For whatever it is worth, a 1999 lawsuit and GAO report revealed considerable disagreement about these decisions within FDA. These also revealed that Mr. Taylor had recused himself from matters related to Monsanto’s BGH and had “never sought to influence the thrust or content” of the agency’s policies on Monsanto’s products.  I can’t tell whether there were ethical breaches here or not, but there is little question that his work at FDA gave the appearance of conflict of interest, if nothing more.

But wait! Watch what happened when he moved to USDA in 1994 as head of its Food Safety and Inspection Service (FSIS). Just six weeks after taking the job, Mr. Taylor gave his first public speech to an annual convention of the American Meat Institute. There, he announced that USDA would now be driven by public health goals as much or more than by productivity concerns. The USDA would soon require science-based HACCP systems in every meat and poultry plant, would be testing raw ground beef, and would require contaminated meat to be destroyed or reprocessed. And because E. coli O157.H7 is infectious at very low doses, the USDA would consider any level of contamination of ground beef with these bacteria to be unsafe, adulterated, and subject to enforcement action.  Whew.  This took real courage.

The amazing thing is that he actually made this work.  Now, HACCP rules apply more to USDA-regulated products than to FDA-regulated products. This new appointment gives Mr. Taylor the chance to bring FDA’s policies in line with USDA’s and even more, to make sure they are monitored and enforced.

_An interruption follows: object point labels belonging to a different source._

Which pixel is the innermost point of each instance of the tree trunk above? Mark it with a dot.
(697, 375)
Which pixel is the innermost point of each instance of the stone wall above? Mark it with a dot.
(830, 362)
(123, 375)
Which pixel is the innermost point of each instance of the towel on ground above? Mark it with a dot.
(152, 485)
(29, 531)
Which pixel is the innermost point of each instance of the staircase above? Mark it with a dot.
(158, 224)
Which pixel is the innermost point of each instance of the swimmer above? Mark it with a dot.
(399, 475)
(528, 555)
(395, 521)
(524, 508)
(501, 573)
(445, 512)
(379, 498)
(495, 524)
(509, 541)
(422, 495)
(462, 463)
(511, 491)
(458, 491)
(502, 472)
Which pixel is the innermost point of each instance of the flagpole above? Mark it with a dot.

In Safe Food, I summarize Mr. Taylor’s position on food safety regulation from 2002. Then, he argued for, among other things:

  • A single agency accountable for providing consistent and coordinated oversight of food safety, from farm to table.
  • Institution of Pathogen Reduction: HACCP, with performance standards verified by pathogen testing, at every step of food production.
  • Recall authority, access to records, and penalties for lapses in safety procedures.
  • Standards for imported foods equivalent to those for domestic foods.
  • Food safety to take precedence over commercial considerations in trade disputes.

Yes, he revolved back to Monsanto after leaving FDA but he didn’t stay long. He left Monsanto for Resources for the Future, a think tank on policy issues.   In 2007, he went to academia and joined the food policy think tank (see his bio) at George Washington University.  There, he produced the excellent food safety report I mentioned in a previous post, which repeats these points. This is about as good a position on food safety as can be expected of any federal official.

I wish him all the luck in the world in getting the safety of FDA-regulated foods under control. For those of you who are still dubious, how about giving him a chance to show what he can do?  But do keep the pressure on – hold his feet to the fire - so he knows he has plenty of support for doing the right thing.